Ouch. That must have been a very difficult comment to hear. I can really empathize with how you must have felt to read someone else calling you a bad parent. That is after all- every parents worst fear.
One of the downsides to writing an opinion piece on the web - is that there will always be people that disagree with you. Some vehemently. And by reading your words - they will feel it's an invitation for them to write back. Which in most cases it is...
I think your commenter was someone that obviously had very strong feelings on this subject to begin with. And in her eyes, she sees it as a child being hurt. As a mom I know you can understand how emotional you can get when you believe you see a child being hurt. While I don't agree with what she wrote you- I do believe she was probably caught up in a very real "for her" fear that your child had been traumatized -and she reacted as such. And as moms we all have tender hearts for babies- and I bet you can see how that feeling might cause her to get more heated than perhaps she would normally.
But.Doesn't make it true. Or easy to read.

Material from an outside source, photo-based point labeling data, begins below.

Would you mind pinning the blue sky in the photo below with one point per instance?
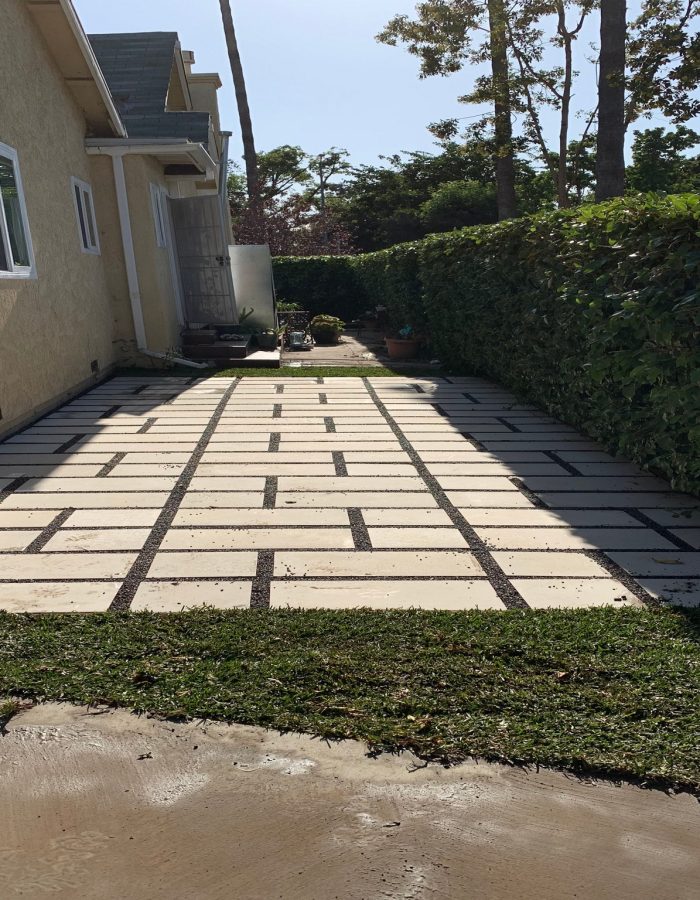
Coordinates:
(316, 76)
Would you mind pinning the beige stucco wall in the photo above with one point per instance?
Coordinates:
(152, 262)
(51, 328)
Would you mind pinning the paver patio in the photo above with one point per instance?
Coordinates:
(162, 493)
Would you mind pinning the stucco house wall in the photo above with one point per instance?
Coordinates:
(51, 327)
(152, 261)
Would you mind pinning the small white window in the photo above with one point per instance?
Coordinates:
(85, 213)
(16, 253)
(159, 215)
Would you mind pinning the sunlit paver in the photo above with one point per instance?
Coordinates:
(168, 493)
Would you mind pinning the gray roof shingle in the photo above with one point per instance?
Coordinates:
(137, 69)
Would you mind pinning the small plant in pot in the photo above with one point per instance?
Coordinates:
(268, 338)
(404, 345)
(326, 329)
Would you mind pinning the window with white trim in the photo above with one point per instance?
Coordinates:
(16, 253)
(159, 215)
(85, 213)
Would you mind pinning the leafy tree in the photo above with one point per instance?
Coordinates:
(457, 204)
(610, 165)
(281, 170)
(249, 154)
(660, 162)
(322, 169)
(446, 36)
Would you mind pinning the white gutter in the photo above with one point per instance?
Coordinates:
(93, 65)
(131, 270)
(134, 146)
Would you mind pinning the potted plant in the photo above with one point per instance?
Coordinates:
(326, 329)
(405, 345)
(268, 338)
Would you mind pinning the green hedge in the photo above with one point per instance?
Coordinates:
(593, 314)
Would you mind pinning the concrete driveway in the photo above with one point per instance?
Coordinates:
(162, 493)
(107, 806)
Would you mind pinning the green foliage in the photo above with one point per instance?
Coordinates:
(660, 163)
(457, 204)
(608, 691)
(319, 283)
(327, 329)
(593, 314)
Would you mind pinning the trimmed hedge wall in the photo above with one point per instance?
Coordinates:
(592, 314)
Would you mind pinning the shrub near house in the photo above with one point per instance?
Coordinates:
(592, 313)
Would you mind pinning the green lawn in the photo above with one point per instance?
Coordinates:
(608, 691)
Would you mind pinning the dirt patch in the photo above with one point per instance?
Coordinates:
(107, 805)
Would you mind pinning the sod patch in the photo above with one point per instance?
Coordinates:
(605, 691)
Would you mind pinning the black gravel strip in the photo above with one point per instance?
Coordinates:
(147, 425)
(508, 425)
(660, 530)
(145, 558)
(526, 492)
(621, 575)
(495, 574)
(51, 529)
(270, 497)
(473, 441)
(341, 468)
(69, 443)
(111, 465)
(360, 533)
(260, 593)
(554, 456)
(12, 487)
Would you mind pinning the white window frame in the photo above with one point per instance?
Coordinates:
(160, 221)
(90, 242)
(16, 271)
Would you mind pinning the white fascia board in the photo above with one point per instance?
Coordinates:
(91, 60)
(135, 147)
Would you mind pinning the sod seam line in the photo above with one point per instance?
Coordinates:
(497, 577)
(145, 557)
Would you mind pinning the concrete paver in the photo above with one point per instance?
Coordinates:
(284, 491)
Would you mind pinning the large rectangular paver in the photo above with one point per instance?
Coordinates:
(71, 566)
(416, 538)
(426, 564)
(573, 593)
(453, 595)
(57, 597)
(548, 564)
(255, 538)
(174, 596)
(204, 564)
(573, 539)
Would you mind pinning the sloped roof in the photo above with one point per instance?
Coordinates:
(137, 67)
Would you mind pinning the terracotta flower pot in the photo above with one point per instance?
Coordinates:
(402, 348)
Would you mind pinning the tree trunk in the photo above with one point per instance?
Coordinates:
(249, 154)
(610, 165)
(503, 156)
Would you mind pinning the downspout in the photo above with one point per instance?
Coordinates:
(131, 270)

Mostly I send you big hugs, I think you are doing the right thing by sharing your heart as honestly as you can. There will always be people that disagree with individual parenting choices. But moms sharing what works for them and doesn't, can really be a huge help to others.
My heart really aches for you, and also for her. You both sound like good women that ended up on two sides of a fence. Try to let go of the hurt as best you can. Sending you cyber hugs.